17

Il n’y a pas de hasard, il n’y a que des rendez-vous, disait Éluard. Heureux ou pas, qui changent le cours de notre existence. Qui nous ramène à l’essentiel.

Ce matin, pour le boulot, je rencontrais des femmes passionnées associées à un magnifique projet de Maison des naissances. Comme pour me rappeler qu’il y a 17 ans aujourd’hui, j’étais en attente de mon plus beau rendez-vous. Toi, ma merveilleuse merveille, ma toute belle rebelle.

Que de chemin parcouru depuis ce temps hein! Cette dernière année, qui t’a vu fermer la porte de ton secondaire pour ouvrir celle de Cégep, a été pleine de rebondissements et d’émotions. De rires et de larmes. De cris et de chuchotements. Les « passages » ont toujours été difficiles pour toi. Je t’ai revue, entre la maternelle et le primaire, puis entre le primaire et le secondaire. Cette même fronde, ce même « j’ai même pas peur » plein d’anxiété.

Et pourtant. Tu as tellement tout pour réussir. Je sais, tu doutes. De ta beauté, de tes charmes, de ton intelligence, de toi. Parfois de nous. Et j’aurai beau me tuer à te le répéter, tu ne me crois pas quand je te dis que tu es magnifique, de dehors comme de dedans. Ton père n’a pas plus de succès que moi.  Alors tu testes, avec toute l’arrogance de tes 17 ans. Tes limites, nos limites.

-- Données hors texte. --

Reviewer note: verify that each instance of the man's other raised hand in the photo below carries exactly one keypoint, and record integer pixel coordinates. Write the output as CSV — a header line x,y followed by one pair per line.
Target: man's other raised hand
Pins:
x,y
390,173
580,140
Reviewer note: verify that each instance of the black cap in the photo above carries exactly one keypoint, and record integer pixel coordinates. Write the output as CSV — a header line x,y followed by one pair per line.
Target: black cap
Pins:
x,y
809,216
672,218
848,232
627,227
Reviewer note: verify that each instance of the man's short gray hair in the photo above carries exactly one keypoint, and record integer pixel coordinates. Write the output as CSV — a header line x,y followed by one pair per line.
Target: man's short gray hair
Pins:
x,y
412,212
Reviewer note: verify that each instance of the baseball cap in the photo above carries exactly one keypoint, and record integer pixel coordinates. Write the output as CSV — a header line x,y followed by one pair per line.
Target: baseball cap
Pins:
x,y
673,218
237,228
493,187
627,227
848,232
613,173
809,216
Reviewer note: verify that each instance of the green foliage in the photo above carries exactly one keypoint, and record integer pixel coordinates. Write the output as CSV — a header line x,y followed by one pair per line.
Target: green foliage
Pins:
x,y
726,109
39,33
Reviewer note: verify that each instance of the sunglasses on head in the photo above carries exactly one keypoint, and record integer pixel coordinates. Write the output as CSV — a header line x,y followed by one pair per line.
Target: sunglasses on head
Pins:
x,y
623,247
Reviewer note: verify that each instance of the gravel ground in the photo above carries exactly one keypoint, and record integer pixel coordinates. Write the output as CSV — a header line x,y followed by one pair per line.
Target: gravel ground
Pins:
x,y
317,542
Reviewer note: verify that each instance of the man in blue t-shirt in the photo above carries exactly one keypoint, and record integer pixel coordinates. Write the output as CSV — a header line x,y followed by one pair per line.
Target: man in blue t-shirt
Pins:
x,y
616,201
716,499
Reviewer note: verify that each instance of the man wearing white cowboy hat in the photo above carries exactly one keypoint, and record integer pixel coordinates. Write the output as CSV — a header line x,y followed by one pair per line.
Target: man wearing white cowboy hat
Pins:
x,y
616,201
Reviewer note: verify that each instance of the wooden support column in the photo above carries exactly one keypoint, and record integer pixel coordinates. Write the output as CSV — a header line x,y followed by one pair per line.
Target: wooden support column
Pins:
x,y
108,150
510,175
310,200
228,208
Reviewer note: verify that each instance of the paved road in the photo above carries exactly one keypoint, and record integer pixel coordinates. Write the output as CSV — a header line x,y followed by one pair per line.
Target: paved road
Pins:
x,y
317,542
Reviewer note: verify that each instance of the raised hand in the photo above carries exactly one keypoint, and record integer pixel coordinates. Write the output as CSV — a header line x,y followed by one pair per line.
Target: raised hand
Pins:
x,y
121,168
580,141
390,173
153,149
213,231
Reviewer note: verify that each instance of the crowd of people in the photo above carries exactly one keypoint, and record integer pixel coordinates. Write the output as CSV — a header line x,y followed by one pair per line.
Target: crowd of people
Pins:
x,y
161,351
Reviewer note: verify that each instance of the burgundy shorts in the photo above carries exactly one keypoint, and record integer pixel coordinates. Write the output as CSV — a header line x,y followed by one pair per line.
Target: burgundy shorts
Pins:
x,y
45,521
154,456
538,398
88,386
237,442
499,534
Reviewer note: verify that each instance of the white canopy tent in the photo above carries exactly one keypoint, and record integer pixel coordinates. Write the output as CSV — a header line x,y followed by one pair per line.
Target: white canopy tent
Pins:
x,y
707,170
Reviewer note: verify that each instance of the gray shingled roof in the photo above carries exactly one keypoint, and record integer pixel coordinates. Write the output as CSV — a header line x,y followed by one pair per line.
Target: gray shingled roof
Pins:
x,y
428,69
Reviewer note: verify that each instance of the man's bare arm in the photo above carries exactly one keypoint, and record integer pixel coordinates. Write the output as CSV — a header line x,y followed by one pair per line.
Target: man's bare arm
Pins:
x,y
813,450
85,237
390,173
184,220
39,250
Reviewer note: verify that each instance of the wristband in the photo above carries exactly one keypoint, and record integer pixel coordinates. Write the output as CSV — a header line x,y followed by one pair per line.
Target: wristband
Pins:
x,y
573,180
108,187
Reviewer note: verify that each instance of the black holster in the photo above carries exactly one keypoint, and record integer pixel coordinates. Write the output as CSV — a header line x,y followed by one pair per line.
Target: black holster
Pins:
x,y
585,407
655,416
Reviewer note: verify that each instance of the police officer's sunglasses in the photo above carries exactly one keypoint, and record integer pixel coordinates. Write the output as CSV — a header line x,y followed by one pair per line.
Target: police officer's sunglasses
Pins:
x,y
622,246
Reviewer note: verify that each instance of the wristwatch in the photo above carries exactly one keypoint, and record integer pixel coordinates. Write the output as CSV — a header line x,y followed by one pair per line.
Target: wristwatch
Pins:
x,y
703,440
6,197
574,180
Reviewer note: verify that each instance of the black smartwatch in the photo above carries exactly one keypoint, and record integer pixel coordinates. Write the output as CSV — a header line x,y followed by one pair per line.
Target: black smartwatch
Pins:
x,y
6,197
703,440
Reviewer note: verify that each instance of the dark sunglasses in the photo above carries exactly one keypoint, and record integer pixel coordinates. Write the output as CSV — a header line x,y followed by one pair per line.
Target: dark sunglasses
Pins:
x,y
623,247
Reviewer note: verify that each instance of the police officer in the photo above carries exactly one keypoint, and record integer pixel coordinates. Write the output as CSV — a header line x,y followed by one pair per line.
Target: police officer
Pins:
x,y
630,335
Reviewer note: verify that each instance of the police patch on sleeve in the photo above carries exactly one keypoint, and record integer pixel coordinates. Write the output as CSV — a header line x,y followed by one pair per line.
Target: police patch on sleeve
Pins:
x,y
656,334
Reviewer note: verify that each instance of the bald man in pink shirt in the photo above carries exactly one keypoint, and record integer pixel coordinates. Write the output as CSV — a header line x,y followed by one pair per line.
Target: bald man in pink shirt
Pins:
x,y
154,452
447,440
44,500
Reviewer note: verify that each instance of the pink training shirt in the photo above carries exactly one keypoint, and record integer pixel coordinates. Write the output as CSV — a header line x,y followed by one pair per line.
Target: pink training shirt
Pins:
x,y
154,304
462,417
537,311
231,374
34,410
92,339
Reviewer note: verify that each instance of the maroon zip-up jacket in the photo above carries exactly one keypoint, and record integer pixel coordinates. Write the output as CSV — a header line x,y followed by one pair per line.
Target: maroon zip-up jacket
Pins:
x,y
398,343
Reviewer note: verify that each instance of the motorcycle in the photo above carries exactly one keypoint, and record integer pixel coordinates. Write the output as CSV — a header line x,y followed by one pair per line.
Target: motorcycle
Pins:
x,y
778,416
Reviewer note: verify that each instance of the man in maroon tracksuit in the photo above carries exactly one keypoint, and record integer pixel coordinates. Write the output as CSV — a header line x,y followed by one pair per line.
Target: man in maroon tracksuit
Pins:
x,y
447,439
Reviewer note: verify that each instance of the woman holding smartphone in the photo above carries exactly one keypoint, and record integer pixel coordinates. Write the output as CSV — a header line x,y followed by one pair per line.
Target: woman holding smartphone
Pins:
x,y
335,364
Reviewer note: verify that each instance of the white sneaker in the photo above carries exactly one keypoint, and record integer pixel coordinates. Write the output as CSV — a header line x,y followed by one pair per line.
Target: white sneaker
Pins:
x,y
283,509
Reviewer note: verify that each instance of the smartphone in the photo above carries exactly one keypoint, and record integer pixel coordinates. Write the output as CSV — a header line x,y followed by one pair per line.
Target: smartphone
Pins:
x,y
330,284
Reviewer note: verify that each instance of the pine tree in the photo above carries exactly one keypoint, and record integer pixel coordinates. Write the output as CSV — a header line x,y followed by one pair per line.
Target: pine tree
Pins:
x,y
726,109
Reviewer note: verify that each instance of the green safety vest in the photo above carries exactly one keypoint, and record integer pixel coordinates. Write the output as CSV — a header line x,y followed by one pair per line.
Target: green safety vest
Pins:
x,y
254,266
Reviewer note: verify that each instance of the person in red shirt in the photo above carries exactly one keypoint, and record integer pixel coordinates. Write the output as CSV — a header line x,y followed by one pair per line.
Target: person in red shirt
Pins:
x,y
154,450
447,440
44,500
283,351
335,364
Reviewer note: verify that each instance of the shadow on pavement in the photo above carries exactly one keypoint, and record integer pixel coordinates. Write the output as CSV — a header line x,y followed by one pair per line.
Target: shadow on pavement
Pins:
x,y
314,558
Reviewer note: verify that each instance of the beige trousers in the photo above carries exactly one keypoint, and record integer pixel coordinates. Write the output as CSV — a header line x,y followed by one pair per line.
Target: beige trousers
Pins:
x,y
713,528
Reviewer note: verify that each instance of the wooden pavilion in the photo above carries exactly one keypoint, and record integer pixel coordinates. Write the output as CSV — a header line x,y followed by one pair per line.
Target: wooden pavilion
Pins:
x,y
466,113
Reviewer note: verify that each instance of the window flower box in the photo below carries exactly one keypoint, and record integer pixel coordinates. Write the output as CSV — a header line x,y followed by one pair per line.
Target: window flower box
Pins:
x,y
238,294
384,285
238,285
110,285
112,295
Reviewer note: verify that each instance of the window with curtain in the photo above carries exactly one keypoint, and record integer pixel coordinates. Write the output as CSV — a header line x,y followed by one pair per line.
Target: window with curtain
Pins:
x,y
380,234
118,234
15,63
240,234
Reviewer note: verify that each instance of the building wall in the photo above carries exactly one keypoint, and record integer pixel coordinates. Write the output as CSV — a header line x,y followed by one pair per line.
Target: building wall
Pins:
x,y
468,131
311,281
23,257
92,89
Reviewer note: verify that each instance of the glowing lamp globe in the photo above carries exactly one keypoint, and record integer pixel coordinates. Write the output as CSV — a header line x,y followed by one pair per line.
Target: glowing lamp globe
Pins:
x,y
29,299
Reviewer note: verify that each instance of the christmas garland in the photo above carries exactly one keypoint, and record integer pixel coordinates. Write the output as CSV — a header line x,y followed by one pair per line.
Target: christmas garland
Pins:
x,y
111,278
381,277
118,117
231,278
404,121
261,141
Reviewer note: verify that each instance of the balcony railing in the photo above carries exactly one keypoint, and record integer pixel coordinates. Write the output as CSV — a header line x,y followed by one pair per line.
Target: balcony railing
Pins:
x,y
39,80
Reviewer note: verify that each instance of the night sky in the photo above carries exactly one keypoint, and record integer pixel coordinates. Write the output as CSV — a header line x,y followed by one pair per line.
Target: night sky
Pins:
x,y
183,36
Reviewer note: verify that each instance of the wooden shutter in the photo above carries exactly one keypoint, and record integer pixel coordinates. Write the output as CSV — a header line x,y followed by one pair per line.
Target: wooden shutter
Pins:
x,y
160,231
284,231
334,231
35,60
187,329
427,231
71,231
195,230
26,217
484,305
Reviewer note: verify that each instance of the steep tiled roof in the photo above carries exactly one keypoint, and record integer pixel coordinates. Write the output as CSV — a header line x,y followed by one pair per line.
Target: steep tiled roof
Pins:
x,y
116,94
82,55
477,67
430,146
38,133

Je regarde la photo de ton bal des finissants. Une beauté à couper le souffle. Tu as osé le rouge, femme fatale style. Et tu l’as assuré, parfaitement, insolemment.

Parfois, j’ai peur. Je voudrais tant t’éviter le chagrin, les larmes, la colère. Mais je ne peux pas. Je ne peux que te rassurer sur le fait que tu seras toujours ma fille, celle que j’aime inconditionnellement, même quand je n’approuve pas tes comportements ou tes choix.

Cette année, tu as commencé à travailler. Et tu travailles beaucoup. Tu apprends à gérer ta vie et ton fric, même quand ce n’est pas évident. Je suis si fière de toi, ma merveilleuse merveille. Ma toute belle rebelle.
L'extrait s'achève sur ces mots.